Russian writers remained active; the second worm from the former USSR, which also caused a global epidemic was Mimail. The worm used the latest vulnerability in Internet Explorer to activate itself. The vulnerability allowed binary code to be extracted from HTML files and executed. This was first used in Russia in May 2003 (Trojan.Win32.StartPage.l) Following this, the vulnerability was used by the Mimail family and several other Trojan programs. The authors of the Mimail worm published the source code on the Internet, which led to the appearance of several new varieties of the worm in November 2003, written by other virus writers.

September was the month of Swen. I-Worm.Swen, masquerading as a patch from Microsoft, managed to infect several hundred thousand computers throughout the world and to date remains one of the most widespread email worms. The author of the virus exploited frightened users who were still nervous after the recent Lovesan and Sobig.f epidemics.

A recent significant epidemic was caused by Sober, a relatively simple mail worm written by a German, it is an imitation of the year’s leader, Sobig.f.

In 2002, the trend was towards an increase in the number of backdoor and spy Trojan programs and this continued in 2003. In this category, Backdoor.Agobot and Afcore were most notable. There are now more than 40 varieties of Agobot in existence, since the author of the original version created a network of websites and IRC channels where anyone who wanted could, for a fee starting from $150, become the owner of an ‘exclusive’ version of Backdoor, which would be created in accordance with the client’s wishes.

Afcore is slightly less widespread. However, in order to mask its presence in the system, it uses an unusual method; it places itself in additional file systems of the NTFS systems, i.e. in the catalogue stream, not the file streams.

A new and potentially dangerous trend was identified at the end of 2003; a new type of Trojan, TrojanProxy. This was the first and clearest sign of virus writers and spammers uniting. Spammers began using machines infected by such Trojan programs for mass spammer attacks. It is also clear that spammers participated in a number of epidemics as malicious programs were spread using spamming technology.

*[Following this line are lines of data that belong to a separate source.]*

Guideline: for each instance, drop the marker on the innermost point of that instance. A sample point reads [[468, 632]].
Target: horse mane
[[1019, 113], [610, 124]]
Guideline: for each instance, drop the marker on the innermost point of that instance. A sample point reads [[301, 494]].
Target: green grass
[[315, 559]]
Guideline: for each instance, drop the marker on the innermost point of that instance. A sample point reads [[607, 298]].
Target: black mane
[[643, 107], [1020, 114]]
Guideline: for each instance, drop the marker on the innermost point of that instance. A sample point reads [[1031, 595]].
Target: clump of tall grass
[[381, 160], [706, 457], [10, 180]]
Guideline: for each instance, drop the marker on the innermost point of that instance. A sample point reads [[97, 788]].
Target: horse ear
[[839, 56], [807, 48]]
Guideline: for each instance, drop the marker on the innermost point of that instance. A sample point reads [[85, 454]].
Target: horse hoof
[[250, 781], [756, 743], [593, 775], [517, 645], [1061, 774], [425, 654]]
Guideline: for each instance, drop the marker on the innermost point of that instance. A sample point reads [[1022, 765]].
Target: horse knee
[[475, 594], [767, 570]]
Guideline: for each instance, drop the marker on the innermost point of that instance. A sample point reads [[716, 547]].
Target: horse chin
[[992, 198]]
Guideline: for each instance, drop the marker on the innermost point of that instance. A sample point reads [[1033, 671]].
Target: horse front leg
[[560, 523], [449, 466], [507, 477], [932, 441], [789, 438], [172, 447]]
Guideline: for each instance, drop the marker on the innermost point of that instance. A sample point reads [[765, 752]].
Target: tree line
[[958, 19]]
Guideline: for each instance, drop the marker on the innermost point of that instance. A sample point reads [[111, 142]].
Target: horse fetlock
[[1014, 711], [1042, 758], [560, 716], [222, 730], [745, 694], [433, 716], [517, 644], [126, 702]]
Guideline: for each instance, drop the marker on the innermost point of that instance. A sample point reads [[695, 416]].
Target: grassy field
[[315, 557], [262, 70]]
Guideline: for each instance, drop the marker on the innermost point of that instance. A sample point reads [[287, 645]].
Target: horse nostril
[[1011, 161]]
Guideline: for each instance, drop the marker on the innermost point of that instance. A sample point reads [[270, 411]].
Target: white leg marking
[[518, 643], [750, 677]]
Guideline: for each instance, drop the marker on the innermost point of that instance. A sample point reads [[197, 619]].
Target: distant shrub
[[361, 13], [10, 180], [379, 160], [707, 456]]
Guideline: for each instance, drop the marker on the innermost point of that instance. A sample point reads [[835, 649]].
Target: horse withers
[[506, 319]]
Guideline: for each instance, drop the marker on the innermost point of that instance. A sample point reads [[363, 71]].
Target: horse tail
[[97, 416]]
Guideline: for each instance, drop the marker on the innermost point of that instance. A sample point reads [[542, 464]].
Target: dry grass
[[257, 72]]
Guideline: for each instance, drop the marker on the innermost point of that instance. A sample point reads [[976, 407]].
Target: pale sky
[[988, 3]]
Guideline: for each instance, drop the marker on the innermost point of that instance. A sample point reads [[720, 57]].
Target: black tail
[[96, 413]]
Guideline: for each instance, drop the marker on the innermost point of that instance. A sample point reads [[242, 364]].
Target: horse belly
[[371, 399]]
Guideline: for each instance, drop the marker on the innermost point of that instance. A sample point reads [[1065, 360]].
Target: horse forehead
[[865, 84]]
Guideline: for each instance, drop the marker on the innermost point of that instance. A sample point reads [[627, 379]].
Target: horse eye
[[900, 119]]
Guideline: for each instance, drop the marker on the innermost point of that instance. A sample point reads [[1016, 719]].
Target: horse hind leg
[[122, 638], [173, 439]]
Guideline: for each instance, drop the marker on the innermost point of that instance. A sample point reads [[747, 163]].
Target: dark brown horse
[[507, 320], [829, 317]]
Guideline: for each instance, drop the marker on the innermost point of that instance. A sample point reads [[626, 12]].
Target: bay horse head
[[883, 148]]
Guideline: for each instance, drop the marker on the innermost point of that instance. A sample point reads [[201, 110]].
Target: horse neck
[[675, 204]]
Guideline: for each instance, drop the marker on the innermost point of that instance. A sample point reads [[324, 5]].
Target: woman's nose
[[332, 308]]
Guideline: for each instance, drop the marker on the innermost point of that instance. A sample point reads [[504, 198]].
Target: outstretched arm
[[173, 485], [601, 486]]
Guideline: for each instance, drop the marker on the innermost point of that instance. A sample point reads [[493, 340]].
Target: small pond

Internet worms constituted the second most active class of viruses in 2003; specifically I-Worms which replicated by seizing passwords to remote network resources. As a rule, such worms are based on IRC clients, and scan the addresses of IRC users. They then attempt to penetrate computers using the NetBIOS protocol and port 445. One of the most notable viruses in this class was the Randon family of Internet worms.

Throughout the year Internet worms remained the dominant type of malicious software.

Viruses, namely macro viruses such as Macro.Word97.Saver came in second. However, Trojan programs overtook viruses in the autumn, and this trend continues through today.